For version history and changelog, see the release notes.
🚀 NPU Power Mode
By default, FLM runs in performance
NPU power mode. You can switch to other NPU power modes (powersaver
, balanced
, or turbo
) using the --pmode
flag:
CLI mode:
flm run gemma3:4b --pmode balanced
Server mode:
flm serve gemma3:4b --pmode balanced
⚠️ Note: Using powersaver or balanced will lower NPU clock speeds and cause a significant drop in speed. For more details about NPU power mode, refer to the AMD XRT SMI Documentation.
🧪 Quick Test (CLI Mode)
After installation, do a quick test to see if FastFlowLM is properly installed. Open PowerShell (Win + X → I
), and run a model in terminal (CLI mode):
flm run llama3.2:1b
Notes:
- Internet access to HuggingFace is required to download the optimized model kernels.

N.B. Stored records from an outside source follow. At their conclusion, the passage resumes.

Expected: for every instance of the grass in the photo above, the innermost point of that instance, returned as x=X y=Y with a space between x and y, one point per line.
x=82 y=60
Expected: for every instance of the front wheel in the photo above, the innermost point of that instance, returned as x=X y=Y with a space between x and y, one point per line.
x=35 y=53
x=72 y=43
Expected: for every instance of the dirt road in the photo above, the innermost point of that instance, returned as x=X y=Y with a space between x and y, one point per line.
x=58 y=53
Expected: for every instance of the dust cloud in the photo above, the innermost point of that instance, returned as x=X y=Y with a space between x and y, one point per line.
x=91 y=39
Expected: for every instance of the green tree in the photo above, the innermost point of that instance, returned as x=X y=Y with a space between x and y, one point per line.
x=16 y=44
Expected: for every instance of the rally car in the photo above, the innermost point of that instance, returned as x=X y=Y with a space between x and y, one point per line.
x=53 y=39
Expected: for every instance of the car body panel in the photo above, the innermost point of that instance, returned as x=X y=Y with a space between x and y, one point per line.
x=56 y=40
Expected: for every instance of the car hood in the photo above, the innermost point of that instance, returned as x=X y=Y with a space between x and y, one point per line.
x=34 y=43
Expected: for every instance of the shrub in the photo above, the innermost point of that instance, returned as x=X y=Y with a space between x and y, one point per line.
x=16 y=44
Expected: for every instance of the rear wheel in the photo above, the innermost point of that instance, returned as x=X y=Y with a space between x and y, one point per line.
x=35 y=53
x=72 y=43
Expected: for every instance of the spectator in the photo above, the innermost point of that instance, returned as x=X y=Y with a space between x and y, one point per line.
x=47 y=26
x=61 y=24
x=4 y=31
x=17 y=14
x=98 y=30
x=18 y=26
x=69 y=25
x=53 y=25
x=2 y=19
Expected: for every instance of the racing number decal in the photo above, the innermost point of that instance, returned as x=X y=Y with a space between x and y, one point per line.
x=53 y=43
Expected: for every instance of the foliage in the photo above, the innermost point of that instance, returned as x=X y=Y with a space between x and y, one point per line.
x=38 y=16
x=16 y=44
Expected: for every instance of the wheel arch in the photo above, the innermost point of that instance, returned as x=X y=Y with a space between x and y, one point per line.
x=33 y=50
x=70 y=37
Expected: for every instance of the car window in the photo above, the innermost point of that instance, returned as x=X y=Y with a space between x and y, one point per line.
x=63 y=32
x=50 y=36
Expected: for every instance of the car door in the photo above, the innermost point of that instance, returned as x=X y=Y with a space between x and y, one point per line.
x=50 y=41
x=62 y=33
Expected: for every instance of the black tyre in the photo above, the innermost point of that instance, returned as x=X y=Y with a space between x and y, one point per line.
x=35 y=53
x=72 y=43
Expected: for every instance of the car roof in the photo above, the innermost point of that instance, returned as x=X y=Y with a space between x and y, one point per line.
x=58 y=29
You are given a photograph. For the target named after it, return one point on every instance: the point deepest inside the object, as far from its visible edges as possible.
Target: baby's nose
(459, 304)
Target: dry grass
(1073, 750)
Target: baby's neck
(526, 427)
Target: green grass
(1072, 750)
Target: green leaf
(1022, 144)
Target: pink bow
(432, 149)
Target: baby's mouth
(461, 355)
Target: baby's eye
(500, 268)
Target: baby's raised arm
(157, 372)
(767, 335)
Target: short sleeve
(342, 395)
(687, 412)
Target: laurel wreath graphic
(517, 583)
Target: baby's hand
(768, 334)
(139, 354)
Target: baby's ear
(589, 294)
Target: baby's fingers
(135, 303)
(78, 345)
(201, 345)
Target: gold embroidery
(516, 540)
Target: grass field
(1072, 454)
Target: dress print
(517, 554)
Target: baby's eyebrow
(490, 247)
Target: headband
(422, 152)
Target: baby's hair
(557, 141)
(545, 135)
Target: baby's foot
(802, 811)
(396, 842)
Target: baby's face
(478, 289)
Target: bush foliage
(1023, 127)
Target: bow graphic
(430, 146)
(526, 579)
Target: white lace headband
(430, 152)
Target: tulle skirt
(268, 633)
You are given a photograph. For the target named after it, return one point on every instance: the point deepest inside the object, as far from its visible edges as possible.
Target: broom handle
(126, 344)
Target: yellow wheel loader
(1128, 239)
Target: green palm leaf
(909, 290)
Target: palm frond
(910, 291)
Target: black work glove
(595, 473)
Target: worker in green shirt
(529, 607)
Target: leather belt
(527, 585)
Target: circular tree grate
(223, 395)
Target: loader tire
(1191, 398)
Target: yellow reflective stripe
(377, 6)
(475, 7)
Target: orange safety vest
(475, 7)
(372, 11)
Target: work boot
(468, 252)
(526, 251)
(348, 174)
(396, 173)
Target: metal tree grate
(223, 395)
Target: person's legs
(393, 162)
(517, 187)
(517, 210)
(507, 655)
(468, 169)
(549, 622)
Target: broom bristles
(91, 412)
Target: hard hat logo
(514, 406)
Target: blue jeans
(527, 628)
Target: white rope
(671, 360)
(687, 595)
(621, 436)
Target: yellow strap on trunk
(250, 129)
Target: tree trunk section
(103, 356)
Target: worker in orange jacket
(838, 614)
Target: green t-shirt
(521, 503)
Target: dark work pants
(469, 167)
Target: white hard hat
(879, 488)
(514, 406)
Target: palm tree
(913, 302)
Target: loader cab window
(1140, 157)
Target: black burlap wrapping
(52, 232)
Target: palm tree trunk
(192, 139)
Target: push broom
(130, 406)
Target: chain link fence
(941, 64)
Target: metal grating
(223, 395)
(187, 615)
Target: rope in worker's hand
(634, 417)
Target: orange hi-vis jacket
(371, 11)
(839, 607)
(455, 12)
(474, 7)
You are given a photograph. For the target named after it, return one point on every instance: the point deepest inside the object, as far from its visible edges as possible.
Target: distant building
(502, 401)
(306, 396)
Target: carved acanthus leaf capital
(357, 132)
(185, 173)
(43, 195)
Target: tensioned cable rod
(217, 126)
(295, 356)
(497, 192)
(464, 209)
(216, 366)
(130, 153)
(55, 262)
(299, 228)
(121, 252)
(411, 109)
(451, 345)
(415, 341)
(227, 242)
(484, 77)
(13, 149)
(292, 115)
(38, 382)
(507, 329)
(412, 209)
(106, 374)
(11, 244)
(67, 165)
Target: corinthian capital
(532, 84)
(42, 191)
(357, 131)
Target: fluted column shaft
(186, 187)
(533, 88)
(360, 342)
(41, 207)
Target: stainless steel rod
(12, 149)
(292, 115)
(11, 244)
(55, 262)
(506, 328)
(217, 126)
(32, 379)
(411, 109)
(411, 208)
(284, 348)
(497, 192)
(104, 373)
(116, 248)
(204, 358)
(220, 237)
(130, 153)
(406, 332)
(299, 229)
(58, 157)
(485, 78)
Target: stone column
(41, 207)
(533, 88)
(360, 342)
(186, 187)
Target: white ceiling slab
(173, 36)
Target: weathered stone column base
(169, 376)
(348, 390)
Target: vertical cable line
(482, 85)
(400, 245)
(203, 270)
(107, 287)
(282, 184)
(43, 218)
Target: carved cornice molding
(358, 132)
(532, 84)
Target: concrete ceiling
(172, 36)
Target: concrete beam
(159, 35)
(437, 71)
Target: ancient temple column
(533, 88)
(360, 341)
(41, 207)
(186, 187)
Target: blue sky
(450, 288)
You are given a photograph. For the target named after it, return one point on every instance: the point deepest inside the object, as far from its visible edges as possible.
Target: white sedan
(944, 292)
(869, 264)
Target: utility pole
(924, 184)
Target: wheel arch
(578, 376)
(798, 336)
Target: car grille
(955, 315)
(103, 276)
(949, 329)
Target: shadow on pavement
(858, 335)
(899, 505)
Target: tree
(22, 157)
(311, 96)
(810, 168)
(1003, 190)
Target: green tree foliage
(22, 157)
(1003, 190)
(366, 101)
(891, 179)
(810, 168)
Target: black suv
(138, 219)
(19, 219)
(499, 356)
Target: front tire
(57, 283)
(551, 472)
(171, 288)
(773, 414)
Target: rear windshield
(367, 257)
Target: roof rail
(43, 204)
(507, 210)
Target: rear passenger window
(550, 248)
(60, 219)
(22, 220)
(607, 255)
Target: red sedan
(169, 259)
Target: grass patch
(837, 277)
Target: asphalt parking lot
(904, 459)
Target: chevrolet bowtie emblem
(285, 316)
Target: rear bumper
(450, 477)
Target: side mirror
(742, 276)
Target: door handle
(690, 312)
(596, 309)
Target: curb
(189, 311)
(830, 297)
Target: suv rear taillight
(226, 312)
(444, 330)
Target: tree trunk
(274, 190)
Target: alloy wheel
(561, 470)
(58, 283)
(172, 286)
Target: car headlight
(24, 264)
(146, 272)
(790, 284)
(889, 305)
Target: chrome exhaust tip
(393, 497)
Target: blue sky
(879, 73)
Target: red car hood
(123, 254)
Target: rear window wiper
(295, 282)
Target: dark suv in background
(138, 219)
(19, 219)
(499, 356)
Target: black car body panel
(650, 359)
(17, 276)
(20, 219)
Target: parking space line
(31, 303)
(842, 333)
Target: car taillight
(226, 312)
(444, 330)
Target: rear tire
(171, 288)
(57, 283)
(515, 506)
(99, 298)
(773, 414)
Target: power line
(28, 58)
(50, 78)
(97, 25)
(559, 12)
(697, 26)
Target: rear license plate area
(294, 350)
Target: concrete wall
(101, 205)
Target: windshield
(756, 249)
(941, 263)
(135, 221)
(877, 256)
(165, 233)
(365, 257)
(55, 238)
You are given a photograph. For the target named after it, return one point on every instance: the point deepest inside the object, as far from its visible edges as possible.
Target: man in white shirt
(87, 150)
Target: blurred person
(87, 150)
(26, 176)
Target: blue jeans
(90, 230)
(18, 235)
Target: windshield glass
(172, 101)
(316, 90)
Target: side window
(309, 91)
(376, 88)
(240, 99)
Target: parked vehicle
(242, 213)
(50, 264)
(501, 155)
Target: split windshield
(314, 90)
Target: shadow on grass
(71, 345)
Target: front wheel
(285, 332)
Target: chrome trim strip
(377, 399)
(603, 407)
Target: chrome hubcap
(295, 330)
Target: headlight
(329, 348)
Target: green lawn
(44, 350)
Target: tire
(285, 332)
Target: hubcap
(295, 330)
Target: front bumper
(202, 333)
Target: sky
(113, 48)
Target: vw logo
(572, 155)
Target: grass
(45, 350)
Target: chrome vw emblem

- By default, models are stored in:
C:\Users\<USER>\Documents\flm\models\
- During installation, you can select a different base folder (e.g., if you choose
C:\Users\<USER>\flm
, models will be saved underC:\Users\<USER>\flm\models\
).- ⚠️ If HuggingFace is not directly accessible in your region, you can manually download the model (e.g., hf-mirror) and place it in the directory.
🎉🚀 FastFlowLM (FLM) is ready — your NPU is unlocked and you can start chatting with models right away!
Open Task Manager (Ctrl + Shift + Esc
). Go to the Performance tab → click NPU to monitor usage.
⚡ Quick Tips:
- Use
/verbose
during a session to turn on performance reporting (toggle off with/verbose
again).- Type
/bye
to exit a conversation.- Run
flm list
in PowerShell to show all available models.